Amazon Feature Raises New Privacy Concerns

Amazon Feature Raises New Privacy Concerns

( – The nation is on high alert regarding cybersecurity in the wake of recent attacks on American infrastructure. Early May brought with it a devastating attack on one of the nation’s most important fuel pipelines. That attack cost Colonial Pipeline $5 million in ransom and raised gasoline prices due to the resulting shortages.

On June 1, the White House announced that hackers targeted a major meat processing company called JBS USA Holding over the weekend. As a result, the company had to suspend operations nationwide at its plants. Shortages are all but assured, with Bloomberg reporting JBS processes nearly 25% of the nation’s beef.

With these kinds of alarm bells ringing, it is a bit stunning to learn that Amazon may be putting individuals and households at risk.

New Amazon Feature Raises Concerns

News outlets began reporting on a new program from the marketplace giant called Amazon Sidewalk. The company promotes it as a “shared network” that helps your internet-enabled devices operate better at home and beyond. Amazon Echo devices, Tile trackers, motion sensors, lights, and security cameras connected through the internet supposedly can benefit from the system.

However, it’s what is happening behind the scenes that have people concerned.

How Amazon Sidewalk Works

Amazon Sidewalk operates by creating a low-band network with your neighbors’ internet service using a device called Sidewalk Bridge. What it does, in reality, is connect your Wi-Fi to your neighbors’, creating a stronger network through their combined bandwidth.
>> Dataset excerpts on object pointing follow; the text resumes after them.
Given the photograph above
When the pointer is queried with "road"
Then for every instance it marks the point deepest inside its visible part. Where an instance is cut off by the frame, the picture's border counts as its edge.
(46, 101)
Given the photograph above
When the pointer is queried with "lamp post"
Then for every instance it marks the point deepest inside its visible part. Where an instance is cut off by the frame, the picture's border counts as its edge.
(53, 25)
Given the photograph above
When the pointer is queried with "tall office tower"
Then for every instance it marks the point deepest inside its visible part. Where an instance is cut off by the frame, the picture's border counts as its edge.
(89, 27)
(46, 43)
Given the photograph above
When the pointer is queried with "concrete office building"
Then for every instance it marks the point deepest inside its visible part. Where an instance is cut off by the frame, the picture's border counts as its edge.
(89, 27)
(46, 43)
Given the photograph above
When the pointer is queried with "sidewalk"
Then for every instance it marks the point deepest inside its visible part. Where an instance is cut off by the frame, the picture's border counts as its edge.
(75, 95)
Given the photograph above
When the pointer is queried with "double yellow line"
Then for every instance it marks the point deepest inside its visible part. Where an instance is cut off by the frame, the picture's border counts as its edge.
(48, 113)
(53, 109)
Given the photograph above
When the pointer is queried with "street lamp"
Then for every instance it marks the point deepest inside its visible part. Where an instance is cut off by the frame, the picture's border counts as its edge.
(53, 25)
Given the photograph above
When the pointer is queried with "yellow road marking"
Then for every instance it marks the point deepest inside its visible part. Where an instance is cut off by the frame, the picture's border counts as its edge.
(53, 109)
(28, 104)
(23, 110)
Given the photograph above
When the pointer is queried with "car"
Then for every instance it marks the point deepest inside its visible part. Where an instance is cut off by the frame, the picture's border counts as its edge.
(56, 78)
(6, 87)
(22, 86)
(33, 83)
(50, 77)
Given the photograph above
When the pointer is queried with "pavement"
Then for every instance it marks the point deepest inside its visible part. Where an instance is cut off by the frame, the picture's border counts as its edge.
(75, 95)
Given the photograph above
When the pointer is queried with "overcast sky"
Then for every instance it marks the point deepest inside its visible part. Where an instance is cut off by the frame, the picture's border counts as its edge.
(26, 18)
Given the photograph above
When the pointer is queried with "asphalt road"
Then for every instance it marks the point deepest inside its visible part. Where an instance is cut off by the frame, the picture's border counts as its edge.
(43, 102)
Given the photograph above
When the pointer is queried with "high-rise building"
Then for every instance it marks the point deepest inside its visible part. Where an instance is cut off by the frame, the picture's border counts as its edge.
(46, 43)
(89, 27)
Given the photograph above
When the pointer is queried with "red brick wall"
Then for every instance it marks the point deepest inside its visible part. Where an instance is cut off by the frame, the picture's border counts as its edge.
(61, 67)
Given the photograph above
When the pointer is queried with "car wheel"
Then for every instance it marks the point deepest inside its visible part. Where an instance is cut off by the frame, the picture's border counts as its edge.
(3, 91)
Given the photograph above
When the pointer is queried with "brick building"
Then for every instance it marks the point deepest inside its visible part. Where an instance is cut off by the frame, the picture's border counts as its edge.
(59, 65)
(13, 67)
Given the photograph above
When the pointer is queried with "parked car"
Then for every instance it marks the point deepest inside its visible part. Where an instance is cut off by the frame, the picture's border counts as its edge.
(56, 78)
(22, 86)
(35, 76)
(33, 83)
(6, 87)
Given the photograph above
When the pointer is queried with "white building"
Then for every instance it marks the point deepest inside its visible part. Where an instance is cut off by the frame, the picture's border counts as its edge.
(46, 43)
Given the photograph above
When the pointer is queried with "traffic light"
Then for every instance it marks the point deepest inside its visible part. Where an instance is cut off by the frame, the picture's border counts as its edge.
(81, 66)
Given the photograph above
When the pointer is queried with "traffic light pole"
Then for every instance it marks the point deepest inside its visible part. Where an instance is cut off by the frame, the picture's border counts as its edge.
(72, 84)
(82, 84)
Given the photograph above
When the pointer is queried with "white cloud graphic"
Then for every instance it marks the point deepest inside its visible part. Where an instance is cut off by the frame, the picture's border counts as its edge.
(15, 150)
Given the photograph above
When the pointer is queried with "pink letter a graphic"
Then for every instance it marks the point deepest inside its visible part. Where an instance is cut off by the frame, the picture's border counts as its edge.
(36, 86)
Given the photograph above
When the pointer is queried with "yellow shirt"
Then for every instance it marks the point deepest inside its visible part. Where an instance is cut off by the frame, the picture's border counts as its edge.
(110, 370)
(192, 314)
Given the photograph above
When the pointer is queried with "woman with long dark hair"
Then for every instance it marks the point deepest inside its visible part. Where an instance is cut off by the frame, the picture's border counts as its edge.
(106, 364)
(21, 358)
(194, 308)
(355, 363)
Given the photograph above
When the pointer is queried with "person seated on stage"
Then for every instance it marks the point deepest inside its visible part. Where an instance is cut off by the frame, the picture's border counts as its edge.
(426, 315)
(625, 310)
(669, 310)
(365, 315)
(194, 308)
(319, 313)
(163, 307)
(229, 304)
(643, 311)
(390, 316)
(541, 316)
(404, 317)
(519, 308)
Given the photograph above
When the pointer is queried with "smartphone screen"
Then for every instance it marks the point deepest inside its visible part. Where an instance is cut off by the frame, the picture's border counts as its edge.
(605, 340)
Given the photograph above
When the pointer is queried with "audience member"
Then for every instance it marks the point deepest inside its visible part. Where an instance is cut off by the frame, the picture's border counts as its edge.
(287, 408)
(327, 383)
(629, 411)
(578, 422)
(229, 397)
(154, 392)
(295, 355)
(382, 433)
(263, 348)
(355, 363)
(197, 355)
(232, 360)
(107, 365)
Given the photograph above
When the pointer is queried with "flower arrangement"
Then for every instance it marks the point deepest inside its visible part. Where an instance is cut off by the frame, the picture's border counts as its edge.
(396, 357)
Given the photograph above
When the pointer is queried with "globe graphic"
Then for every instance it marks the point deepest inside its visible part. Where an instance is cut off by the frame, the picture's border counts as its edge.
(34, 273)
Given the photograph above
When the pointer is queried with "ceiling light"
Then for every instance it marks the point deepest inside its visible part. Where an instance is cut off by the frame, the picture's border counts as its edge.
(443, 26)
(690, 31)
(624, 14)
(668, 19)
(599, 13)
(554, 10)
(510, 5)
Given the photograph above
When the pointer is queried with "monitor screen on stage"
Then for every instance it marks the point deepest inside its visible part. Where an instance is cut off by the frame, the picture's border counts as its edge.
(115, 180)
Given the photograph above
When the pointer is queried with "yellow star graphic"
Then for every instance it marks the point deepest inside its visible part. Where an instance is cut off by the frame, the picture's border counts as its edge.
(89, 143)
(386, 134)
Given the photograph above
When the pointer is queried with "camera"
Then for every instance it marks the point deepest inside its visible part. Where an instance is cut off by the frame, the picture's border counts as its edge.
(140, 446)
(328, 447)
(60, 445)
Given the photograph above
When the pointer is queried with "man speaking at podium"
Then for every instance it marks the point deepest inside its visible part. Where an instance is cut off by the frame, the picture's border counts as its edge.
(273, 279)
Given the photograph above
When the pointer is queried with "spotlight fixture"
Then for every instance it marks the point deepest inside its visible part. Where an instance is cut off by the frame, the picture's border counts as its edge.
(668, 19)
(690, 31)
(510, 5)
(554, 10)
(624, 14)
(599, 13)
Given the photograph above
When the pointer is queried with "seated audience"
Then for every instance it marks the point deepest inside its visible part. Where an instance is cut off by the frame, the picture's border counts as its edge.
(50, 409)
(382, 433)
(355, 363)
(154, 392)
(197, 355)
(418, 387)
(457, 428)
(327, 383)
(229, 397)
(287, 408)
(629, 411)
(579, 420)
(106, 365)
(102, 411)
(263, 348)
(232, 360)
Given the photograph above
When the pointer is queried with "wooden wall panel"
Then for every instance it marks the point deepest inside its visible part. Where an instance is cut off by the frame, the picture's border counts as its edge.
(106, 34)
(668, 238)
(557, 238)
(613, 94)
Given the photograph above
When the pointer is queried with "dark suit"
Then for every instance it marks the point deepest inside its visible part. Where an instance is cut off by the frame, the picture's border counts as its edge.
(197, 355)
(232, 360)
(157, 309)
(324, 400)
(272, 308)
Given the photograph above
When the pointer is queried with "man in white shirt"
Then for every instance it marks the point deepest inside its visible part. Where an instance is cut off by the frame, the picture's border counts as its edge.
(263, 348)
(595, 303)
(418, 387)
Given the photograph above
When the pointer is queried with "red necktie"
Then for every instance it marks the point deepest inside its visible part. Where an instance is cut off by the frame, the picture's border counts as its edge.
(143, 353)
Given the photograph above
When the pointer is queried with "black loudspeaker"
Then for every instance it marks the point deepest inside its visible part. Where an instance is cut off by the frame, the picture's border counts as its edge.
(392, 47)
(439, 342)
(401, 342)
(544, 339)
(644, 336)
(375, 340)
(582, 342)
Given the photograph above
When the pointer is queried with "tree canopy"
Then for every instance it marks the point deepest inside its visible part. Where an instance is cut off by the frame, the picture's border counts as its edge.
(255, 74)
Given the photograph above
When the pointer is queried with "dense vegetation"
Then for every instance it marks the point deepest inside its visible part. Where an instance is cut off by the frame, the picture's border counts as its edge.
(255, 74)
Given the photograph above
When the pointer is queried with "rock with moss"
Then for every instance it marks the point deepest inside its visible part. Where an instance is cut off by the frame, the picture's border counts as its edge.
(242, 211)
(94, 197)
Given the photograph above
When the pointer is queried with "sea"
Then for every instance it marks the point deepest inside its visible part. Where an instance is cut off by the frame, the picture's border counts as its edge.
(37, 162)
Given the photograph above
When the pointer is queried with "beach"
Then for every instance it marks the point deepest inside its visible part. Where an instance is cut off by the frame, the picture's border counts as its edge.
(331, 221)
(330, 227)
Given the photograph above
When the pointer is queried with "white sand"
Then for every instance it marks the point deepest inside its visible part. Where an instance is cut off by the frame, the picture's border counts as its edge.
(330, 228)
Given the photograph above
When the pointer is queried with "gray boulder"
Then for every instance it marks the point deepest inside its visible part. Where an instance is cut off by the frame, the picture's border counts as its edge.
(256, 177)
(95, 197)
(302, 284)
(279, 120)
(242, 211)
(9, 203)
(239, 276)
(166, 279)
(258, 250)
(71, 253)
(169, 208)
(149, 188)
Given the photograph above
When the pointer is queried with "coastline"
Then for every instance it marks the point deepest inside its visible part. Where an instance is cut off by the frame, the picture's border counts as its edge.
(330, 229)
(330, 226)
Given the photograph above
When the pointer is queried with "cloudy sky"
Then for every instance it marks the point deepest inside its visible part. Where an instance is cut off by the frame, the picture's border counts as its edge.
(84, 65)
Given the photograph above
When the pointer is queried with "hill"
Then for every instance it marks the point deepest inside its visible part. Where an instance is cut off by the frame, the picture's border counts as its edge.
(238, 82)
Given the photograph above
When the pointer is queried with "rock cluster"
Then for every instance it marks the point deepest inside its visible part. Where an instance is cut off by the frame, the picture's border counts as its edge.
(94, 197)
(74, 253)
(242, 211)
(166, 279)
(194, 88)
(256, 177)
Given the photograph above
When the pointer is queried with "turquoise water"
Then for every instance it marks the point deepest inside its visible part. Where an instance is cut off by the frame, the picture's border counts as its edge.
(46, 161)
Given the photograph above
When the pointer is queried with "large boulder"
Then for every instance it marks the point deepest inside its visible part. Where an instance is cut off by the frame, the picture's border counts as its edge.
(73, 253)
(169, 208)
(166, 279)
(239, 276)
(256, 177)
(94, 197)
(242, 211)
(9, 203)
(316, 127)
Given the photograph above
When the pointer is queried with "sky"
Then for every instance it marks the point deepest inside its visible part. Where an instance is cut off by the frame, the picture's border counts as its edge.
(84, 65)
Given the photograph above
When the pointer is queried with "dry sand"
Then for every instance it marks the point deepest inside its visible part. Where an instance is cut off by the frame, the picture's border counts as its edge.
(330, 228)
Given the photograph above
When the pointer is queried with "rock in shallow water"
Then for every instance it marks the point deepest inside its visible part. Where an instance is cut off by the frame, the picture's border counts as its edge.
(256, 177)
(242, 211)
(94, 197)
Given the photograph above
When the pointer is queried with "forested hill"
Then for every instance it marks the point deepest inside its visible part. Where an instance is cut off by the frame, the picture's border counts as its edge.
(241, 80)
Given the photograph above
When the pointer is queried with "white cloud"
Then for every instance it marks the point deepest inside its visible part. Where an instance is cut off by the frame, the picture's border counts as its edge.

Amazon claims its new system will give users peace of mind by increasing the connectivity of devices. It also says the Sidewalk was “designed with multiple layers of encryption” to protect user privacy.

However, some internet security and privacy experts have raised concerns about its safety. Jen King of the Stanford Institute says she’s concerned Amazon’s greater “motivation” is the creation of a “private surveillance network.” Privacy expert Ashkan Soltani even says he thinks the system could be part of an effort by Amazon to dominate global internet services.

Here’s the kicker, you have to opt-out of this feature if you own an Amazon Echo or other connected device used by the program. By default, you waive your right to keep your internet service to yourself. That sounds like it could be a stunning invasion of privacy, doesn’t it?